UNEQUAL REFRANGIBILITY OF LIGHT.

122. We come now to an entirely new part of the subject. We have hitherto considered light as something, whether substance or affection of substance, of one single kind. The fact is, however, that light, as it comes to us from the Sun, is not homogeneous, but consists of various kinds, mixed together in different proportions, which being refrangible in different degrees by the same medium, may be exhibited very clearly by causing a Sunbeam to pass through a prism and fall on a sheet of paper placed in a proper position or the wall of a room. The parcels of different kinds of rays being unequally refracted are separated, and the result is a lengthened spectrum, such as is shown in Fig. 138, the colour of which is at one end deep red, and passes through various gradations of orange, yellow, green, and blue to a reddish violet. It appears thus that the red rays are the least refrangible, and the violet ones the most.

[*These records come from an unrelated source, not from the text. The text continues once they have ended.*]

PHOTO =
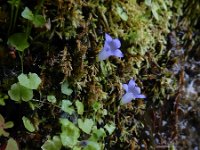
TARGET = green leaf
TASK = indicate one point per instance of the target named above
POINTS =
(80, 107)
(19, 41)
(11, 145)
(9, 124)
(123, 15)
(27, 14)
(30, 81)
(38, 20)
(54, 144)
(91, 145)
(51, 98)
(65, 88)
(18, 93)
(86, 125)
(65, 106)
(28, 125)
(70, 133)
(97, 134)
(110, 128)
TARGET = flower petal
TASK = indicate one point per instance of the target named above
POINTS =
(115, 44)
(137, 90)
(125, 86)
(126, 98)
(104, 55)
(131, 85)
(117, 53)
(141, 96)
(108, 38)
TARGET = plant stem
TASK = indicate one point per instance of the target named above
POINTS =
(16, 13)
(21, 55)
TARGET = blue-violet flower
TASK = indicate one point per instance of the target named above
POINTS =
(132, 92)
(111, 48)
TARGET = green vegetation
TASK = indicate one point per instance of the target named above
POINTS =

123. Sir Isaac Newton, who may be considered as the Father of the physical part of this Science, distinguishes seven independent primary colours which he calls red, orange, yellow, green, blue, indigo, and violet; and he tells us that the parts of the spectrum occupied by these colours are proportional to the intervals of the diatonic scale in music[1]. He found their degrees of refrangibility in passing out of glass into air to be as the numbers 77, 771/8, 771/5, 771/3, 771/2, 772/3, 797/8 and 78; those being the values of the sines of refraction to the common sine of incidence 50. Some substances, however, separate the different coloured rays more widely than others, and the dispersive power of media does not appear to depend at all upon their mean refracting power[2].

124. The Sun-light once broken by a prism does not admit of any farther decomposition of the same kind; for if a portion of the coloured light of any sort be made to pass through a second prism it preserves its peculiar colour unchanged, and the beam of light, has, after refraction, the same form as before. For this reason the rays of any one colour are called homogeneous, and the light simple or homogeneous light.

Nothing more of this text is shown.